3/14(火)~3/20(月)の東京株式市場では、日経平均株価が0.9%、東証グロース市場指数が0.2%それぞれ下落しました。後者は3/9(木)まで6営業日続伸した後、3/14(火)までは3営業日続落となり4.9%下落しました。3/15(水)~3/20(月)は一進一退となり、結果的にほぼ横ばいとなりました。

米国では3/9(木)以降、金融機関の経営不安・破綻に関するニュースが続き、株価が大きく下落し、それが日本にも波及しました。3/12(日)にシリコンバレー銀行の預金が全額保護されることが発表されたにもかかわらず、3/13(月)~3/14(火)と「余震」が続きましたが、それ以降は少し落ち着きを取り戻しています。

欧州では、クレディ・スイスの経営不安が再燃しましたが、同じスイスのUBSと合併することで不安の解消が計られています。ただ、UBSの「救済」過程で、AT1債(金融機関が発行する永久劣後債)を無価値にするとのプランが表明され、金融不安が続いていることを印象付けました。このこともあってか、3/20(月)は日経平均株価、東証グロース市場指数ともに急反落となっています。

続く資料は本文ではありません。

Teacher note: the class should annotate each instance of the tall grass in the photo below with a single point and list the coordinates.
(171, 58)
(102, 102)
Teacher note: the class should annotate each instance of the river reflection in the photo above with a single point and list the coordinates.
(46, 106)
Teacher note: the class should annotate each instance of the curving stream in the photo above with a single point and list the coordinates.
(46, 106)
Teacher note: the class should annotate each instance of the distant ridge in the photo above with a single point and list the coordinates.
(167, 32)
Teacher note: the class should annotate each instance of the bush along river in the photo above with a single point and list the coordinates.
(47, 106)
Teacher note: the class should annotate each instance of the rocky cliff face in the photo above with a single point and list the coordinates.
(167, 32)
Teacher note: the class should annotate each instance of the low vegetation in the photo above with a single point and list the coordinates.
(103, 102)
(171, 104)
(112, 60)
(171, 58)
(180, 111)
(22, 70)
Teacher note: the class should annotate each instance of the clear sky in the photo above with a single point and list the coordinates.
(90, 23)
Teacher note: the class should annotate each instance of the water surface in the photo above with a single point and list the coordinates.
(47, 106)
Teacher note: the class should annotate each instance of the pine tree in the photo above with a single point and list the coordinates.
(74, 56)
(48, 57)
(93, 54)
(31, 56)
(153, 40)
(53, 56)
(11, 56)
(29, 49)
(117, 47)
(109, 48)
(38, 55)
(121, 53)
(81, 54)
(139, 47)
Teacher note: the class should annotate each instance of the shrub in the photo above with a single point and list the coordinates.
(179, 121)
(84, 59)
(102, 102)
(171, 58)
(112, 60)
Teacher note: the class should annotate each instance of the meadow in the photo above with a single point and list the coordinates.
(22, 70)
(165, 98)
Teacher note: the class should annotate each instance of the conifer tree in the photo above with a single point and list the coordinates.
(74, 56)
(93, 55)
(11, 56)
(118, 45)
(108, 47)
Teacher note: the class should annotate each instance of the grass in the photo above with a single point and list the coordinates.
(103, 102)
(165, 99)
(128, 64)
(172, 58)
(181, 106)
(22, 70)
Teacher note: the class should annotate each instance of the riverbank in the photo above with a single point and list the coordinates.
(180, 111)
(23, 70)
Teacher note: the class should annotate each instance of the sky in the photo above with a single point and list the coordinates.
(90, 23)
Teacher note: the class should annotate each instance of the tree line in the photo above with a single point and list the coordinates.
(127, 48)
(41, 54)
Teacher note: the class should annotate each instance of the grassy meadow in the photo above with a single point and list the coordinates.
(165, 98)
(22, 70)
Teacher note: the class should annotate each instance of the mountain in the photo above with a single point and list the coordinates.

東証グロース市場の銘柄は、おもに旧東証マザーズ市場と旧ジャスダックグロース市場の銘柄から構成され、基本的には中小型株の集まりです。大型株も多く含まれるTOPIXグロース銘柄とは性質がやや異なると考えられます。このため、金融不安がもたらす金利低下は追い風でも、リスクオフ的な空気が蔓延し、市場のボラティリティが高まることは逆風であるとみられます。このため、東証グロース市場が本格的に反発に転じるには、金融不安の後退が必要であるとみられます。

3/14(火)~3/20(月)の東証グロース市場時価総額上位銘柄では、VTuberのマネジメントを行うANYCOLOR(5032)の上昇が目立ちました。3/15(水)に今期業績予想の上方修正、および東証プライム市場への指定替えを申請したと発表し、3/16(木)と3/17(金)の2営業日で35.6%も上昇しました。一方、東証グロース市場の時価総額トップであるビジョナル(4194)は下げが目立ちました。3/16(木)に発表された今年度上半期の業績について、上半期累計の営業利益は58億円(前年同期比42%増)と大幅増益になりました。しかし、第1四半期(22/8~10期)の増益率46%に対し、第2四半期(22/11~23/1期)は同36%にとどまったうえ、市場予想を下回り、増益ペースの減速感が強まりました。

時価総額100億円超の幅広い銘柄の中では、ウェブマーケティング支援のマクビープラネット(7095)が上昇率トップとなりました。3/16(木)に今年度第3四半期の決算を発表するとともに、通期業績の上方修正を発表し、好感されました。値上がり率第2位は上記のANYCOLOR(5032)がランクインしました。

なお、3/20(月)・3/21(火)のNYダウは累計で700ドル弱上昇し、3/22(水)の東京株式市場は全般的に買い先行となっています。イエレン米財務長官が預金の全額保護を、今回破綻した銀行以外にも広げる可能性を示唆したこと、ECB(欧州中銀)が金融機関破綻の際は株式で損失吸収後にAT1債を処理する方針を示したこと等、金融不安後退につながる報道が続きました。

図表1 日経平均株価と東証グロース市場指数の推移

図表2 主な東証グロース市場指数構成銘柄の値動き

図表3 3/14(火)~20(月)で株価上昇が大きかった東証グロース市場指数構成銘柄

株価下落の東証グロース株~買い好機の銘柄は?

東京株式市場が下落局面となっています。日経平均株価はバリュー株優位の物色から3/9(木)には28,734円の年初来高値(取引時間中)を付けましたが、3/20(月)まで6.2%下げています。これに対し、東証グロース市場指数は2/9(木)に年初来高値(同)を付けた後、3/20(月)までに6.7%下落しています。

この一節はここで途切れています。